What is surprising (and blameworthy) is that the boomers’ understanding of sexual mores never matured. Even as they left organized religion, one would think that they might have appreciated, as parents and grandparents, the social usefulness of espousing sexual conventions sufficiently restrictive that young people could experience the rebelliousness that defined their own youth without resorting to mid-coital choking.

Now, even if more older adults were to understand what their lifelong denigration of earlier sexual and romantic conventions has truly wrought for those who are coming of age today, it would be too late for them to do much about it. At bottom, this is a problem beyond the scope of formal education. Therefore, the older adults who are (too) often still in charge of educational and other institutions cannot do much.

Meanwhile, the 20-something women brave enough to flout ostensibly feminist orthodoxy and speak the truth about the degradation and decadence that we have bequeathed to them are at this point overmatched by the sheer inertia of the sexual landscape’s combination of clinical legalism and nihilistic amoralism. They are undoubtedly correct in their diagnosis; but, economically speaking, they have a cartel problem.

It’s both too late and too unlikely to get enough of their fellow teen and 20-something girls and women (raised by boomers and Gen-Xers who assumed that safe, consensual sex was at least safe and consensual enough) to rebel en masse against all the legalistic amoralism in which they’ve been inculcated — and in a way that forces them to take more personal, moral and social responsibility rather than less.

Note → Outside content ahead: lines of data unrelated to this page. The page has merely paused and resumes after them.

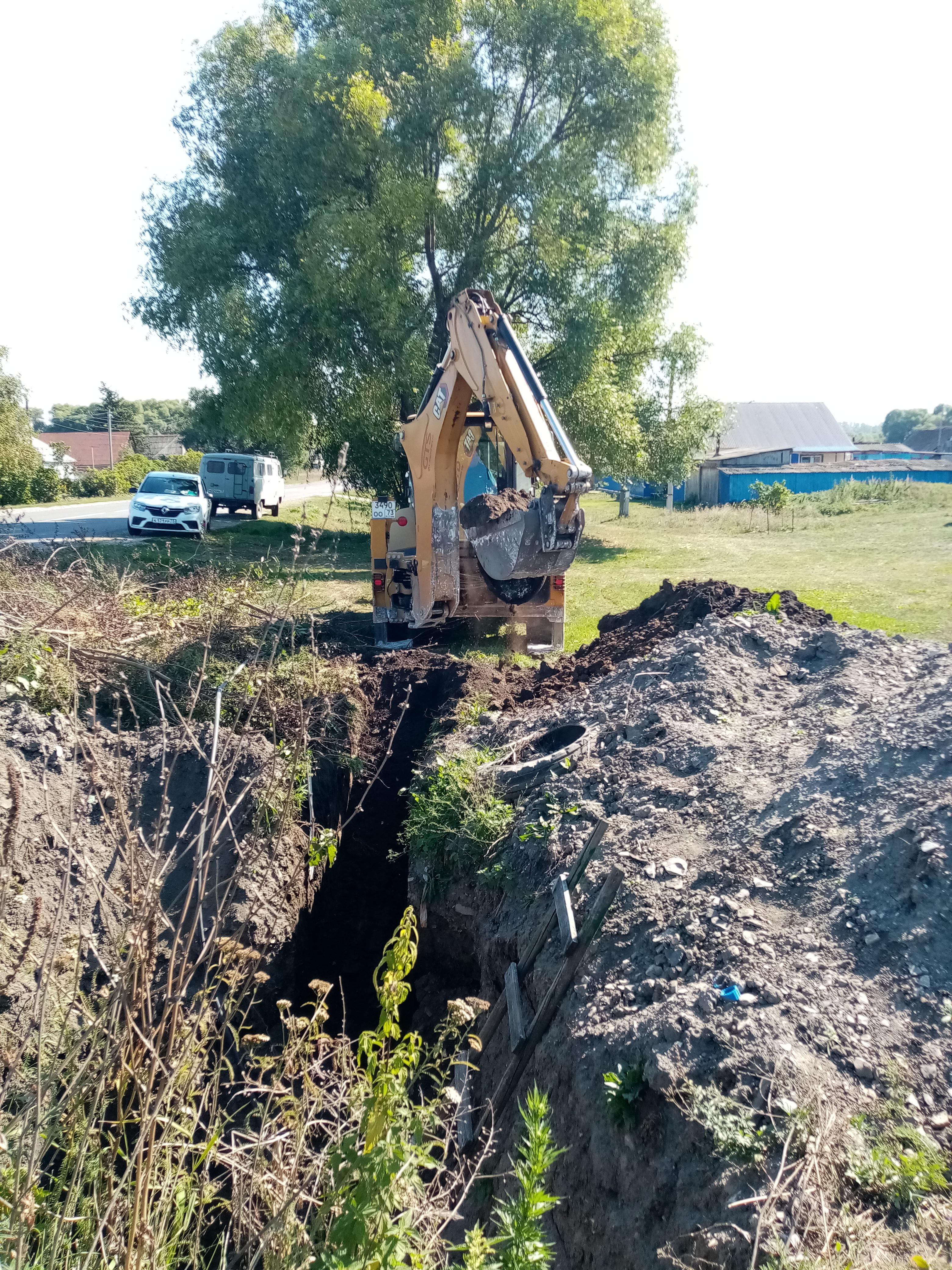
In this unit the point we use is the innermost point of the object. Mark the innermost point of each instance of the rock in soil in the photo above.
(802, 773)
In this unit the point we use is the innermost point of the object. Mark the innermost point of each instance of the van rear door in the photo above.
(214, 478)
(242, 479)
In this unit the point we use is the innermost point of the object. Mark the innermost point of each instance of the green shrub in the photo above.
(732, 1126)
(456, 818)
(895, 1165)
(622, 1091)
(520, 1244)
(14, 487)
(187, 463)
(134, 470)
(46, 486)
(101, 483)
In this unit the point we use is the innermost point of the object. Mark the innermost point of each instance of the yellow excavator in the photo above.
(490, 520)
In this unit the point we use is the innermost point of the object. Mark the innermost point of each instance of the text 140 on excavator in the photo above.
(492, 517)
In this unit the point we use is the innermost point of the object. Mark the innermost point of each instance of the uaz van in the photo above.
(254, 482)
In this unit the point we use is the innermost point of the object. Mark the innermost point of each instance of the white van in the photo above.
(254, 482)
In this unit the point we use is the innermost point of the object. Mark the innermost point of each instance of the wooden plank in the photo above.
(513, 1005)
(546, 1011)
(463, 1084)
(496, 1017)
(565, 914)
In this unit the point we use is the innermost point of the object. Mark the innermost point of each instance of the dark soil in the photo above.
(658, 618)
(362, 898)
(490, 507)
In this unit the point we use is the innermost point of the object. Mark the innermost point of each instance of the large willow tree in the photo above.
(356, 163)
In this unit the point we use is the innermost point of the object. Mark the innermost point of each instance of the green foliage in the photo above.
(852, 496)
(323, 849)
(892, 1160)
(471, 712)
(770, 498)
(675, 421)
(31, 670)
(187, 463)
(456, 820)
(20, 460)
(622, 1091)
(140, 418)
(899, 423)
(130, 472)
(517, 1218)
(732, 1126)
(353, 167)
(45, 486)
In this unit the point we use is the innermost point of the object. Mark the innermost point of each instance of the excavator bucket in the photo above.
(517, 536)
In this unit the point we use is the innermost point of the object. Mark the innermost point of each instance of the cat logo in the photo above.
(440, 401)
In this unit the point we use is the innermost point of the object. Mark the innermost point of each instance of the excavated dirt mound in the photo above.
(489, 507)
(658, 618)
(780, 802)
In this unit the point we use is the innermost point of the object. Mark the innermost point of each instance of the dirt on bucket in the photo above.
(672, 609)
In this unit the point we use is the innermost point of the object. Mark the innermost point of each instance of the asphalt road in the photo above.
(54, 522)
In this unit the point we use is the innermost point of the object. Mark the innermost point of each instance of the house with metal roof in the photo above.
(808, 430)
(800, 444)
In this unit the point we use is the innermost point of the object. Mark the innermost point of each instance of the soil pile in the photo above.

Not to mention their having to contend with boys and men who have been inculcated in the same (and often embraced it with much greater zeal on a basic level, regardless of how it may or may not affect them on a deeper one).

So, my fellow Gen-X and millennial parents of children and pre-teens, winning this long game for a healthier sexual landscape among tomorrow’s youth is up to us. I do not know how it will end. But I know that it begins with an acknowledgement that things sexual and romantic have gone dreadfully wrong in a host of ways among every demographic of people our juniors, and that we want better for our own children.

And I know that it continues with a willingness to seem uncool when we impart to our children what every generation save the one presently entering its golden years imparted to theirs: that sex is for marriage. They won’t listen forever, of course (few people ever really did), but part of the wisdom in that old standard was its ability to lend an air of illicitness to even the most “vanilla” premarital sexual activity.

It seems fair to assume that a world in which one can feel somewhat transgressive about old-fashioned sex without a wedding band would be far more empowering for tomorrow’s young women (after all, if it’s at least a little transgressive, it is not so awkward to decline if you want to) than one in which attempted asphyxiation is apparently no longer shocking enough to unambiguously warrant a police report, let alone a mere withdrawal of intimate consent.